The Sixth Circuit has recently handed down two opinions on attorney-client privilege and attorney work product privilege. These opinions are of special interest to product liability practitioners, experts who testify in product liability matters, and anyone else involved in matters where discovery of documents might be crucial.

In Regional Airport Authority of Louisville and Jefferson County v. LFG, LLC, et al., No. 05-5754 (6th Cir., Aug. 17, 2006), the Sixth Circuit held that because communications from the appellant's attorneys did not constitute legal advice, there was no attorney-client privilege. The opinion also held that any attorney work product communicated to testifying experts must be provided to the opposing side ' Rule of Federal Civil Procedure 26(a)(2)(B) creates a 'bright line' requiring all documents relied on by expert witnesses be disclosed to the opposing side.

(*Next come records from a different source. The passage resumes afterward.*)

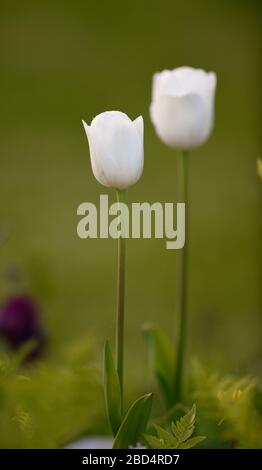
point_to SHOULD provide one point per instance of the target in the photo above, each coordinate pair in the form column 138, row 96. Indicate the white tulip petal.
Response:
column 179, row 120
column 139, row 124
column 182, row 108
column 116, row 149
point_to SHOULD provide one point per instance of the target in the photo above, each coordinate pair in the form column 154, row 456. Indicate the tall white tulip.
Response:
column 182, row 108
column 116, row 149
column 182, row 112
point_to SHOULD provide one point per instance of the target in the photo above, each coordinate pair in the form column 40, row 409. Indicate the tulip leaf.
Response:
column 161, row 358
column 134, row 423
column 112, row 390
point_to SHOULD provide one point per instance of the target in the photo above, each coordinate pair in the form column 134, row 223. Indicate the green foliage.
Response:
column 161, row 355
column 46, row 405
column 230, row 408
column 112, row 390
column 259, row 167
column 180, row 437
column 134, row 423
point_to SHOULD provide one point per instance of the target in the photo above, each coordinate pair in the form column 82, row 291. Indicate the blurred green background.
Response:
column 66, row 61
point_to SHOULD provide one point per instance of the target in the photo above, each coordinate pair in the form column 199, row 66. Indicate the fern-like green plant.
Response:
column 180, row 435
column 48, row 404
column 228, row 407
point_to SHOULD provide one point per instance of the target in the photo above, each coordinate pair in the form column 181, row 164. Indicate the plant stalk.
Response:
column 181, row 298
column 120, row 302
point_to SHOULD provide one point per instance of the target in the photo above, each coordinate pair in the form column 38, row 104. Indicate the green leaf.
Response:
column 112, row 390
column 166, row 436
column 134, row 423
column 184, row 427
column 192, row 442
column 154, row 442
column 161, row 360
column 181, row 430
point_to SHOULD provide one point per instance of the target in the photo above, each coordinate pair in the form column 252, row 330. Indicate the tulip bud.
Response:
column 116, row 149
column 259, row 167
column 19, row 322
column 182, row 108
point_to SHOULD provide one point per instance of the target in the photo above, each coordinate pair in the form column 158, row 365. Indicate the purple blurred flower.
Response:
column 19, row 322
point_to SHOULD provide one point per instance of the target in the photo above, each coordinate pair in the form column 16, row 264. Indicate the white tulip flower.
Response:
column 116, row 149
column 182, row 108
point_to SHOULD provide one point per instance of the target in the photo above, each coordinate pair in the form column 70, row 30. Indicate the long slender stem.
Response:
column 120, row 303
column 181, row 299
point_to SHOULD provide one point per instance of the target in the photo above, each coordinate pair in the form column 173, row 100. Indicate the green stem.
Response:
column 120, row 302
column 181, row 299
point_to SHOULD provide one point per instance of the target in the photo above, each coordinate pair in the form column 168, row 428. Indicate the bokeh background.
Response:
column 66, row 61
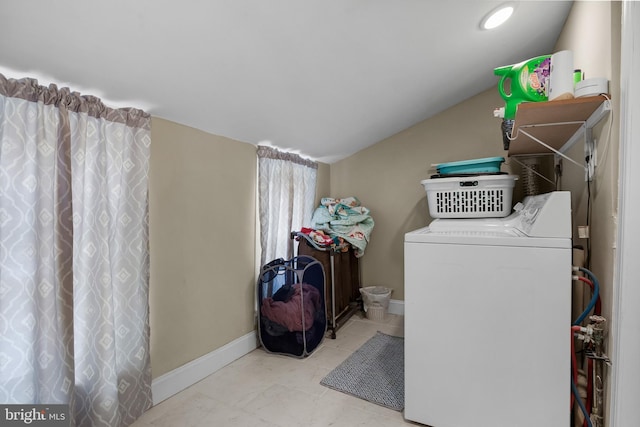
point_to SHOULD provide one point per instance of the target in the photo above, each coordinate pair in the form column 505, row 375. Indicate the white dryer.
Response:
column 487, row 318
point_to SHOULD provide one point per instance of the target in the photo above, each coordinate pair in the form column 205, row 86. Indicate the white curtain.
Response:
column 287, row 188
column 74, row 253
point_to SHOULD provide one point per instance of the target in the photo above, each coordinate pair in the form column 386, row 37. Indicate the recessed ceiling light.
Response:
column 497, row 17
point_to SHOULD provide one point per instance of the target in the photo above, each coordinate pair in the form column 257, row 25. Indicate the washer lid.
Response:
column 497, row 237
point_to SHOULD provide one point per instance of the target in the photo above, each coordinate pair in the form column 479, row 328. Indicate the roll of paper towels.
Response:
column 561, row 75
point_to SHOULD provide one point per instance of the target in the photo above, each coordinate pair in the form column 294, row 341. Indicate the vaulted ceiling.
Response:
column 325, row 78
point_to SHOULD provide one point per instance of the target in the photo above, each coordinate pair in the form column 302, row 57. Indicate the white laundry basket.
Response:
column 375, row 300
column 482, row 196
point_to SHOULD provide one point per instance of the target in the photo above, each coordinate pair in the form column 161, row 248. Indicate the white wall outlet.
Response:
column 591, row 159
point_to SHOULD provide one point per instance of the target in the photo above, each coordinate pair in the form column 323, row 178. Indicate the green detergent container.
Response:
column 526, row 81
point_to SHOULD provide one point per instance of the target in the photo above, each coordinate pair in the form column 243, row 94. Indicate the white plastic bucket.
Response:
column 375, row 300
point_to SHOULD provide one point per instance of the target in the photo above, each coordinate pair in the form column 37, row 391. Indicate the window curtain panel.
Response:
column 287, row 189
column 74, row 252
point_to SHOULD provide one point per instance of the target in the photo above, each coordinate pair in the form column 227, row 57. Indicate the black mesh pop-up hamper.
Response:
column 292, row 316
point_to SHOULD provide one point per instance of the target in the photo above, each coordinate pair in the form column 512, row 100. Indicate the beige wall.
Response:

In U.S. v. Patrick J. Roxworthy, in the capacity of Vice President, Tax, Yum! Brands, Inc., No. 05-5776 (6th Cir., Aug. 10, 2006), the Sixth Circuit found that documents sought from Yum! Brands (Yum!) by the IRS were privileged because they were created in anticipation of litigation. The test as to whether documents were created in anticipation of litigation is: 1) whether the documents in question were created because of a party's subjective anticipation of litigation, and 2) whether that subjective anticipation of litigation was objectively reasonable.